Communications Minister Faith Muthambi told journalists on Thursday that she had no reason not to confirm Hlaudi Motsoeneng’s appointment as chief operating officer of the national broadcaster after a law firm report cleared him wrongdoing.
The law firm had been hired to look into public protector Thuli Madonsela’s report on Motsoeneng. However, Muthambi refused to name the firm.
By law, the public protector’s findings can only be reviewed and set aside by a court of law. Muthambi said she affirmed Motsoeneng’s appointment as chief operating officer after a submission made to her by the SABC board on Monday, which had a recommendation that Motsoeneng be appointed.
Muthambi said she considered the following when making her decision:
- The public protector report;
- A report by an independent law firm appointed by the SABC;
- Motsoeneng’s record as acting chief operating officer, and when he acted as deputy chief executive;
- The broadcasting Act;
- The shareholder compact; and
- The broadcaster’s articles of association.
She said the SABC’s decision to appoint an independent, credible and principled law firm to investigate all the issues raised by the public protector “was the responsible way” of dealing with the public protector’s report.
“The SABC board and I are satisfied that the report by [the] appointed firm of attorneys has cleared Mr Motsoeneng of any wrongdoing. Therefore there was nothing before me that suggested that I should not affirm the appointment,” said Muthambi.
The SABC board was in the final stages of collecting all the necessary information to forward to the public protector, and Muthambi indicated that both the board and herself would meet the deadline as set.
‘No pressure on the board’
Muthambi insisted that: “There was no pressure on the board [to appoint Motsoeneng] and the decision that I made was rational, and I believe it is lawful”.
Madonsela found in February 2014 that Motsoeneng’s appointment as the acting chief operating officer was irregular and that him being in this position for a period in excess of three months without the requisite board resolution was a violation of the SABC’s articles of association, which deals with appointments.
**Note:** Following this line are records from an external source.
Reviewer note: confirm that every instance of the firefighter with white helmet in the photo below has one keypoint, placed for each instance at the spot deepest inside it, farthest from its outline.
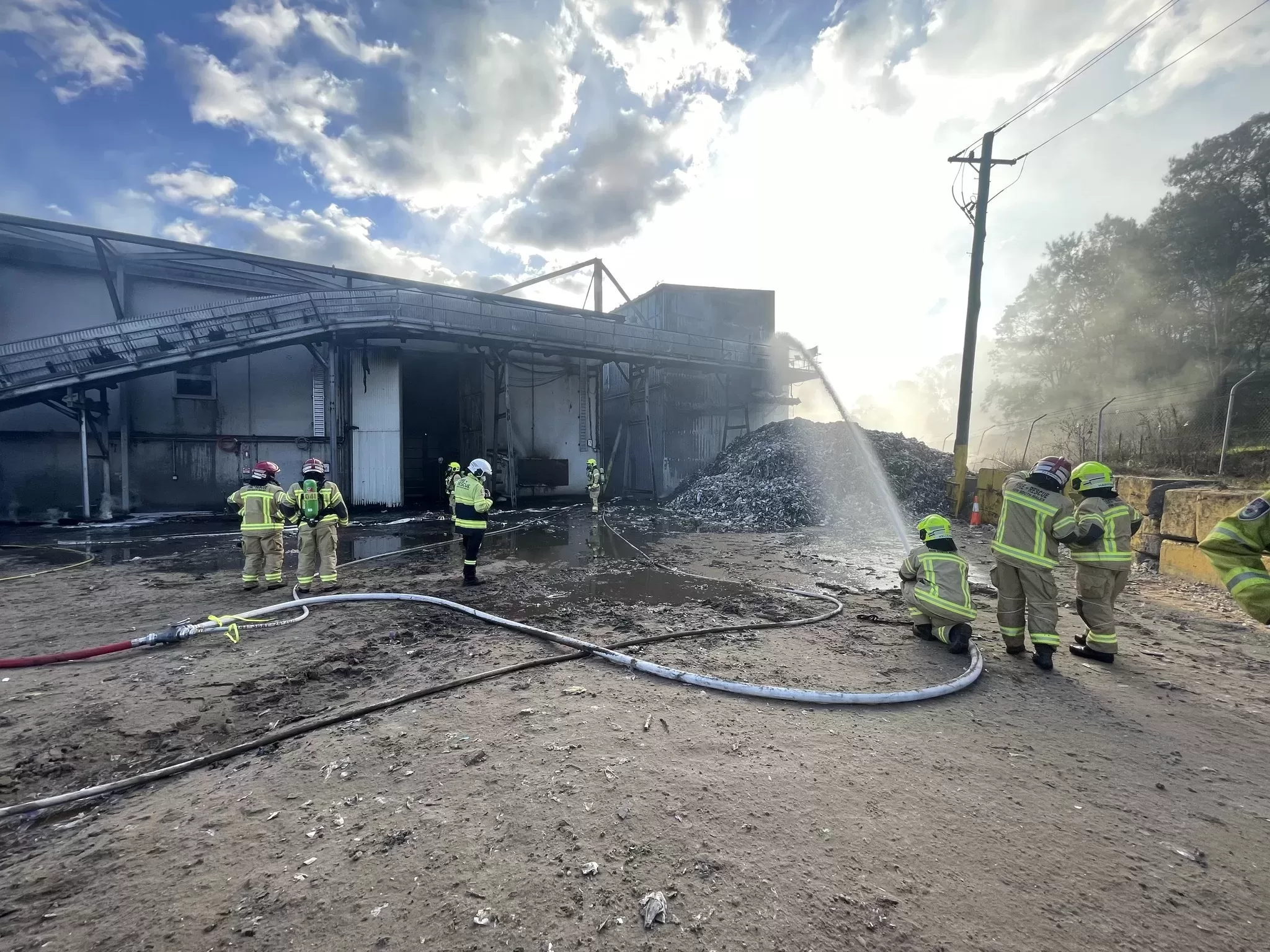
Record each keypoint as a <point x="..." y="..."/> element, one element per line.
<point x="595" y="484"/>
<point x="319" y="507"/>
<point x="453" y="475"/>
<point x="936" y="587"/>
<point x="1036" y="517"/>
<point x="259" y="505"/>
<point x="471" y="505"/>
<point x="1103" y="558"/>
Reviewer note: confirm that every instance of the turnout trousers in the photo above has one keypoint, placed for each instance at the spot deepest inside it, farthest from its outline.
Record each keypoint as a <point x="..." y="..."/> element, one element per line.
<point x="920" y="615"/>
<point x="471" y="547"/>
<point x="318" y="545"/>
<point x="262" y="555"/>
<point x="1026" y="593"/>
<point x="1096" y="592"/>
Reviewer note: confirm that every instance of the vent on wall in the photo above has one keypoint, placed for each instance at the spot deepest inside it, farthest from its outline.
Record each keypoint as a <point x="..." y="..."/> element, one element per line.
<point x="319" y="389"/>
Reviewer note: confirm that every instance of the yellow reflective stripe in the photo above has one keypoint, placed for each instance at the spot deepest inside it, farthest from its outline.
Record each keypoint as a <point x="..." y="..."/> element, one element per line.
<point x="1030" y="558"/>
<point x="1030" y="503"/>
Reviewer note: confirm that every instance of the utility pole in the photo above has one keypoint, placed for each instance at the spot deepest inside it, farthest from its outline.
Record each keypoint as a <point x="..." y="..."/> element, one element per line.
<point x="972" y="314"/>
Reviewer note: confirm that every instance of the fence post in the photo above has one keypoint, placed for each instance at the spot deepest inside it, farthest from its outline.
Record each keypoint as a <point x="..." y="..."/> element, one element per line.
<point x="1029" y="436"/>
<point x="1098" y="446"/>
<point x="1230" y="414"/>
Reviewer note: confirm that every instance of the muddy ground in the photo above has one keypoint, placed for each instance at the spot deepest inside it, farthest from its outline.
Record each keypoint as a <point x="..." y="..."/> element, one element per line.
<point x="1086" y="809"/>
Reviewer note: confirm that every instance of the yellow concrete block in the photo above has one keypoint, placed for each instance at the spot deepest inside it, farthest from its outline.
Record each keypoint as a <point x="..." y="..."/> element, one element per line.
<point x="1215" y="505"/>
<point x="1184" y="560"/>
<point x="1135" y="490"/>
<point x="1179" y="518"/>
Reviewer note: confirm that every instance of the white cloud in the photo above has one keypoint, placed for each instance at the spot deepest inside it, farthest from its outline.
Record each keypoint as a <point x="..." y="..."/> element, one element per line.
<point x="182" y="230"/>
<point x="82" y="47"/>
<point x="427" y="133"/>
<point x="192" y="183"/>
<point x="340" y="35"/>
<point x="662" y="45"/>
<point x="833" y="190"/>
<point x="266" y="25"/>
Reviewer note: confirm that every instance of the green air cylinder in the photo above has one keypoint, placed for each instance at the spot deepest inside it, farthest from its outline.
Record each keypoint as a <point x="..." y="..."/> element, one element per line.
<point x="311" y="499"/>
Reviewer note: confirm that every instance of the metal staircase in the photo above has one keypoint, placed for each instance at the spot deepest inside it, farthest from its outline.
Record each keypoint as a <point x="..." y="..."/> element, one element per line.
<point x="43" y="368"/>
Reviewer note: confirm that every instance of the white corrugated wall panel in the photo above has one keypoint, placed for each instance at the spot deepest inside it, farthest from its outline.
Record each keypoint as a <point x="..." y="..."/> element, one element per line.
<point x="376" y="413"/>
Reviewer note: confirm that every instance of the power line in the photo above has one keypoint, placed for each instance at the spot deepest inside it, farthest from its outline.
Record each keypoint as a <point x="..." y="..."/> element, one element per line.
<point x="1122" y="95"/>
<point x="1090" y="64"/>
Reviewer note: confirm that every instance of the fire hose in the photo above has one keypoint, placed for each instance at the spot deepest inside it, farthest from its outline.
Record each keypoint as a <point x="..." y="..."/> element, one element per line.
<point x="579" y="649"/>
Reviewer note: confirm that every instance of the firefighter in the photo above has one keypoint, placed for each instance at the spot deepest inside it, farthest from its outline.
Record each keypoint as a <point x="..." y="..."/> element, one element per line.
<point x="936" y="587"/>
<point x="453" y="477"/>
<point x="1103" y="558"/>
<point x="595" y="484"/>
<point x="258" y="503"/>
<point x="471" y="505"/>
<point x="1036" y="517"/>
<point x="1235" y="547"/>
<point x="319" y="509"/>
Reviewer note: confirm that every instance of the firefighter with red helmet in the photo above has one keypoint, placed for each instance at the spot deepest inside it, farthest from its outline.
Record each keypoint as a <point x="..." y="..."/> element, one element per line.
<point x="259" y="503"/>
<point x="1036" y="518"/>
<point x="319" y="507"/>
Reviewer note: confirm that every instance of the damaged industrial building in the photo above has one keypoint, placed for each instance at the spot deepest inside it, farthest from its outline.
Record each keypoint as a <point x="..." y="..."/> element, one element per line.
<point x="139" y="374"/>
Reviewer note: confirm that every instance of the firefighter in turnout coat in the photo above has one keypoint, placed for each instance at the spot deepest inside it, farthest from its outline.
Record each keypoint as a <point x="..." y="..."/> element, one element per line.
<point x="471" y="505"/>
<point x="1103" y="558"/>
<point x="258" y="505"/>
<point x="319" y="518"/>
<point x="1036" y="517"/>
<point x="936" y="587"/>
<point x="1235" y="547"/>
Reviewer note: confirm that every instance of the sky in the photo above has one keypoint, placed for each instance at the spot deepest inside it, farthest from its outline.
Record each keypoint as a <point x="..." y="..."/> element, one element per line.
<point x="793" y="145"/>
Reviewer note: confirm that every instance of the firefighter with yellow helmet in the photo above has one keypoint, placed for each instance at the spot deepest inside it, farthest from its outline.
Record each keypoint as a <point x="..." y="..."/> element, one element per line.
<point x="936" y="587"/>
<point x="595" y="484"/>
<point x="1036" y="517"/>
<point x="318" y="506"/>
<point x="1103" y="558"/>
<point x="259" y="505"/>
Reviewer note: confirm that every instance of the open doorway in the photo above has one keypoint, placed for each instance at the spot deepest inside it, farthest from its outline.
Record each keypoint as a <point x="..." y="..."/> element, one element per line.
<point x="431" y="385"/>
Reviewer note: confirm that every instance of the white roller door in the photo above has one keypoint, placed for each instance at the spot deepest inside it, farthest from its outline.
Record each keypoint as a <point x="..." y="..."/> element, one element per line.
<point x="376" y="418"/>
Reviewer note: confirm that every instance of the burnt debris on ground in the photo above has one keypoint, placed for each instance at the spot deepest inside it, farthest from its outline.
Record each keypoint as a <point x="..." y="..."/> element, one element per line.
<point x="797" y="472"/>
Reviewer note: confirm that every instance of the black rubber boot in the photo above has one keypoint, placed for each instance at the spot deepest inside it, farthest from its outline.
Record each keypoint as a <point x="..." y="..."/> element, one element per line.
<point x="1043" y="656"/>
<point x="1093" y="654"/>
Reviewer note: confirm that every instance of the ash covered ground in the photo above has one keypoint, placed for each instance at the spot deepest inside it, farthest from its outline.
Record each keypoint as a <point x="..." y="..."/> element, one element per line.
<point x="798" y="472"/>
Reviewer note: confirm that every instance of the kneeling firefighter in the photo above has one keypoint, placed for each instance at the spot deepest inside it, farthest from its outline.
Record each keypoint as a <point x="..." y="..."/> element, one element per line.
<point x="595" y="484"/>
<point x="471" y="505"/>
<point x="259" y="503"/>
<point x="1103" y="558"/>
<point x="1036" y="517"/>
<point x="936" y="587"/>
<point x="319" y="507"/>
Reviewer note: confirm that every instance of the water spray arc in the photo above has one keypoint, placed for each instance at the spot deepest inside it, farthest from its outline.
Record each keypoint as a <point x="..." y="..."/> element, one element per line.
<point x="860" y="442"/>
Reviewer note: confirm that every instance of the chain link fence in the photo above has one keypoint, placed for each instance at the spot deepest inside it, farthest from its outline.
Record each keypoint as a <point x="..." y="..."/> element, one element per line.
<point x="1170" y="431"/>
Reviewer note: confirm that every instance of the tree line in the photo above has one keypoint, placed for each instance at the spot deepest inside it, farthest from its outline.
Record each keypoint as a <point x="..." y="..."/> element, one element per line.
<point x="1183" y="298"/>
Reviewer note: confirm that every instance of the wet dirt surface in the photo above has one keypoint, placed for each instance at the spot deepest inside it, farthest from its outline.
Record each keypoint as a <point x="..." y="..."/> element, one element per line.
<point x="1089" y="809"/>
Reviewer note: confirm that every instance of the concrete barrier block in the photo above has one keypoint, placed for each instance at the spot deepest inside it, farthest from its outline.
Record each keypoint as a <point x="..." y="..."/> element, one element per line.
<point x="1215" y="505"/>
<point x="1135" y="490"/>
<point x="1146" y="541"/>
<point x="1184" y="560"/>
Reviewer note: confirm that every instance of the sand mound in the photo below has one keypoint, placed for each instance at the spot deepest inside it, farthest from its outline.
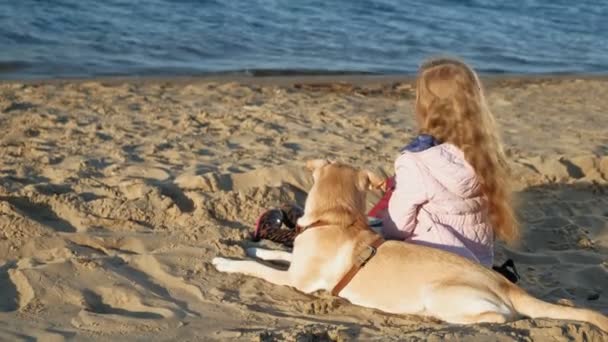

She found that Motsoeneng had committed fraud by stating in his job application form that he had completed matric. He then filled in false grades on the same application form and promised to supply a matric certificate to confirm his qualifications when he knew he had not completed matric and did not have such a certificate.
Muthambi also revealed that there has been no settlement reached between the ministry and former SABC executive and sports administrator Mvuzo Mbebe, who interdicted the broadcaster from filling the position on a permanent basis. “There’s no settlement agreement that I am aware of in regard to Mr Mbebe’s case,” she said.
This could mean that Motsoeneng’s appointment is in contempt of court. “This matter cannot be used to drag stability in the SABC. There was no settlement given to Mbebe, the issue of Mbebe’s court order cannot be used to stifle the stability at [the] SABC,” said Muthambi.
Mbebe’s claim is that he was promised the job of chief operating officer by the late former communications minister Ivy Matsepe-Casaburri, who died in 2009. It is understood that Mbebe was recommended for the position in 2007 but was never appointed. He has on several occasions prevented the broadcaster from appointing a person to the post permanently. In 2009, he was granted an interdict against the appointment of a new chief operations officer, making it impossible for the post to be taken up on a permanent basis.
Muthambi on Friday told Parliament’s oversight committees on communication and telecommunications and postal services how difficult it was going to be to appoint a permanent chief operations officer – one Madonsela’s recommendations.
Muthambi said she had “lifted” a court file from the high court to familiarise herself with the Mbebe matter, that “all my predecessors couldn’t resolve”. “I … found that Mbebe obtained a court order on May 13 2009 that bars the SABC from appointing a COO.”
“The SABC didn’t appeal the matter. That means the remedial action recommended by the public protector … if we are to implement it, we would be in contempt of court,” said Muthambi, before assuring the MPs that she would make sure the matter gets resolved.